According to a survey by the Department of Labor, the average U.S. consumer spends nearly $50,000 annually. Where do these dollars go? The portion that marketers are competing for is a small part of those expenditures. In order for today’s marketer to capture a portion of wallet share, they must have a deep understanding of the consumer and be able to anticipate their interests, needs and expectations. With this data in hand, marketers can reach consumers through targeted, relevant communications that speak directly to them and create unique customer experiences.
It's no surprise that consumer spending declined from 2008 to 2009 as the economy struggled. Consumer spending was down 11 percent last year, according to the Abacus Cooperative database. Several factors contributed to the decline, including fewer transactions per household and less spending per transaction.
Where consumers spent also shifted. Spending on apparel and home décor, for example, declined 12 percent each in 2009. Consumers spent 3 percent less on children’s products and 4 percent less on gifts last year. Marketing has changed more in the past five years than the past 50 years. Consumers are in control and choose when and where they want to interact with brands and receive communications. Therefore, it's critical that marketers understand customer channel preferences and behaviors within each channel. Campaigns should be strategic and used in conjunction with other channels for a fully integrated approach.

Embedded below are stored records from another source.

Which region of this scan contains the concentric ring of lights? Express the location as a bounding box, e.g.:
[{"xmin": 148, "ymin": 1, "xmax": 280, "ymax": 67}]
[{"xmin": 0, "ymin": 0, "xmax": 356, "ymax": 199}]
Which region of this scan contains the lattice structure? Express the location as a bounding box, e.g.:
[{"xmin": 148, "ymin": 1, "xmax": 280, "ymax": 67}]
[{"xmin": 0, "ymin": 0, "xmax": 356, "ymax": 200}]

A successful marketing campaign can be built on an understanding of where, when and why consumers shop. We’ve seen a notable shift in the channel of purchase over the past three years. In 2006, 35 percent of purchases took place via phone, fax or mail vs. 28 percent in 2009. Online transactions have grown from 36 percent in 2006 to 43 percent in 2009. While the internet continues to grow as the preferred channel of purchase, marketers should test a combination of offline and online activity.